James Magnussen Chews The Cud On Sprint Career Of World Gold & Olympic Silver Lining

Photo Courtesy: Rob Schumacher - USA Today Sports

Australian Olympic silver medalist James Magnussen appeared on Brett Hawke’s podcast to talk about his career as one of the fastest man ever in a textile suit in the 100 freestyle. He went over his early beginnings in the sport (5:00) and how he rose to be on the Australian national team at the 2010 Commonwealth Games (7:00) under coach Brent Best. Magnussen made the Commonwealth Games in the 100 freestyle by using the “walk out, run home” tactic at the Trials (12:00).

Magnussen went over his 2011 world title and how he rapidly improved from third at the 2010 Australian Trials to gold medalist at the 2011 Worlds, including fully dedicating himself to being a professional swimmer (17:50), and using disappointment to fuel himself to be on Australia’s Worlds relays (21:30).

Magnussen shared some specific sets he did (26:50) to perfect his 100 freestyle back 50, and why he limited the number of training sessions per week (30:30).

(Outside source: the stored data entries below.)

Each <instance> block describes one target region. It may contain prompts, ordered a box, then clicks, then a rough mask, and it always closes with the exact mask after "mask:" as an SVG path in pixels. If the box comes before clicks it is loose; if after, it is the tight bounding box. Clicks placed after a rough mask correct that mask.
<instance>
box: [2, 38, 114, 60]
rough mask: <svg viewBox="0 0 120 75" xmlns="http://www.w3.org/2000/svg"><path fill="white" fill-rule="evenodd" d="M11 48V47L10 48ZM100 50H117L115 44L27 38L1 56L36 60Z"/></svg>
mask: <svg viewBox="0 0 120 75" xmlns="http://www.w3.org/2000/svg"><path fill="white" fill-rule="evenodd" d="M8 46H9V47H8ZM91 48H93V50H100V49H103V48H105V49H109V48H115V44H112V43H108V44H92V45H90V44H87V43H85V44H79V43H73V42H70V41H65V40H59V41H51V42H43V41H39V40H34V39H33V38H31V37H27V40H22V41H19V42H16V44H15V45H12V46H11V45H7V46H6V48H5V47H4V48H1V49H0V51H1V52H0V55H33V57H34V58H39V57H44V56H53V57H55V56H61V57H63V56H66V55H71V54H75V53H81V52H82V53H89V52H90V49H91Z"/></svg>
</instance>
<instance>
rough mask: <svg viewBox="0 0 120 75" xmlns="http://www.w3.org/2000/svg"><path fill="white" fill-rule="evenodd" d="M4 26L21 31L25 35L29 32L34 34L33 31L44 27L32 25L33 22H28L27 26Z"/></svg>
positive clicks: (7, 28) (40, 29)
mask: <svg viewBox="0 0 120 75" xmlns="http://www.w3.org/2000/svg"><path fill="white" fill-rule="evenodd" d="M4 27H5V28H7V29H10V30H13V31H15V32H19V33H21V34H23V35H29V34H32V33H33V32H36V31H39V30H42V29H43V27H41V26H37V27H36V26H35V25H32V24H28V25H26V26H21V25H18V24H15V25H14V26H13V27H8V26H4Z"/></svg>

He won the World title at age 20 (36:00), and also led off Australia’s gold medal winning 4×100 freestyle relay team with a 47.4 to stamp himself as a contender in the 100 freestyle (38:30).

James Magnussen followed that up with a 47.10 at the 2012 Olympic Trials (43:00), although he didn’t feel good in the warm-up before the race, but still knew he was going to swim fast. Although Magnussen was the top swimmer in the world leading into the 2012 Olympics, he had a disappointing showing in London (50:00) with a fourth place in the 4×100 freestyle relay and silver medal in the 100 freestyle, getting beat by Nathan Adrian by 0.01. Magnussen went over what went wrong in the lead-up to the Olympics, believing he didn’t race as much as he should have before the Games, and how he felt overwhelmed from all the hype.

Magnussen talked about the disappointment of the silver medal in the 100 freestyle (58:00), but how it ultimately was good for him to get touched out at the finish. The next year, he said he felt even more pressure to try and win the 100 freestyle at the 2013 World Championships (1:15:00), which he ultimately won over his arch rival Adrian.

Magnussen offered his prediction for the 100 freestyle with the impending matchup between American Caeleb Dressel and Australian Kyle Chalmers (1:21:45) and if Cesar Cielo’s world record in the 100 free can be broken.

James Magnussen has won three Olympic medals in his career, including a silver in the 100 freestyle in 2012. He also won a bronze in London in the 4×100 medley relay and a bronze in the 4×100 free relay four years later in 2016. He was also a two-time world champion in the 100 freestyle in 2011 and 2013. He retired from swimming in June 2019.